While I agree that the family name business is silly, trying to save one's family definitely does not strike me as pathetic.  I have no children, but it does pain me to think of what my three nieces and the neighborhood kids my wife and I have grown attached to will face.  

I think you're absolutely right that we should spend less time hand wringing and more time doing something about our situation.  But trying to educate people about this looming situation is one hell of a tough job...

I agree with you wholeheartedly.  But still want to add that suffering is a fact.  Everyone is going to die. Everyone.  If not sooner, later.  So it's just a matter of how.  And when.  Most children in the past never had a chance to grow up. Now they do, and we face a different set of problems.  It's the price we pay.  And it's the same with the human race.  Mortal.  Sooner or later.

And I also take issue with the missed targets of those in the doom and gloom boat.  It's not that I don't understand all the issues, the problems, the overshoot, the islandization of ecosystems, etc etc.  But we still don't know the timing.  Anyone who says "five years" or "ten years" is pulling numbers out of the seat of their pants.

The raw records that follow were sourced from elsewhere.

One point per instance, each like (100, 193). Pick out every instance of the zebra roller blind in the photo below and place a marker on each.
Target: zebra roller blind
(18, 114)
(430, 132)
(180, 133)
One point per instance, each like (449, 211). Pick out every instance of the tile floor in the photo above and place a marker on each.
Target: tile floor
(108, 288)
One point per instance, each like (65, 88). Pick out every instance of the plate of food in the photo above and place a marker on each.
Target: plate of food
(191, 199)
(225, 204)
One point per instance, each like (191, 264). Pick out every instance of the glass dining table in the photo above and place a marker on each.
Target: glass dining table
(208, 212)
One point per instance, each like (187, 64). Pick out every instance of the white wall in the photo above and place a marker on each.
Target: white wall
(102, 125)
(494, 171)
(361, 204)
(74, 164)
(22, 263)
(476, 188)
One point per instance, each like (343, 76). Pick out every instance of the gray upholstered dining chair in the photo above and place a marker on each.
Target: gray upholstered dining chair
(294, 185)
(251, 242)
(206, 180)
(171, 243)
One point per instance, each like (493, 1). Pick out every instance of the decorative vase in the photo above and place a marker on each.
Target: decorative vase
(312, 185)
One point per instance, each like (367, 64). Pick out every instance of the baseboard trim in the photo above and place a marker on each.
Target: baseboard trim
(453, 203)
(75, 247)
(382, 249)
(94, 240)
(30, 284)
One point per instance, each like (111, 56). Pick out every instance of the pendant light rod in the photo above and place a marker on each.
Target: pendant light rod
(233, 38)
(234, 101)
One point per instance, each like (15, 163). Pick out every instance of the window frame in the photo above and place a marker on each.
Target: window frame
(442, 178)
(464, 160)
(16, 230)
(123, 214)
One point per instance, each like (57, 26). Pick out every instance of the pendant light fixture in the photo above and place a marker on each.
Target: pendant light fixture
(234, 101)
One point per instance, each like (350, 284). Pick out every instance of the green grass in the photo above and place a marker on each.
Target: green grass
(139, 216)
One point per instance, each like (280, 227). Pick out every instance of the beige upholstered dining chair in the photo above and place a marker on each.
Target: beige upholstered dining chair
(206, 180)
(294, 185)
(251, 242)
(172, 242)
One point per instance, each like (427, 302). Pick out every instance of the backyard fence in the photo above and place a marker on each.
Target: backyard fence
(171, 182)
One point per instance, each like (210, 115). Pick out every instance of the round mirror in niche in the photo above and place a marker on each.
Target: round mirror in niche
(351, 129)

And..suppose we are in the final years of industrial civilization.  I personally think there is a lot of demand destruction to go around before we even approach the standard of living of, say, 1930.  Will people be eating people by then?  I'm just not betting on it.  But others can think so if it suits their fancy.  But suppose we are in the final years.  It's like sitting in a life boat.  There are people who are always sighting a ship on the horizon.  And others always whining and complaining about their lost futures.  To both I say "shut the F*** up and just enjoy the reflection of the sun on the water."  At peakoil.com I call them the hopelessly optimistic and the hopelessly hopeless respectively.  All hopeless.  I'm into realism.  Whatever it may bring.

The How and When are precisely what worry me.  
> To both I say "shut the F*** up and just enjoy the reflection of the sun on the water."

That is a good strategy for saving energy when nothing can be done, good for survival.

The only thing that matters is in a way survival since what dies becomes irrelevant.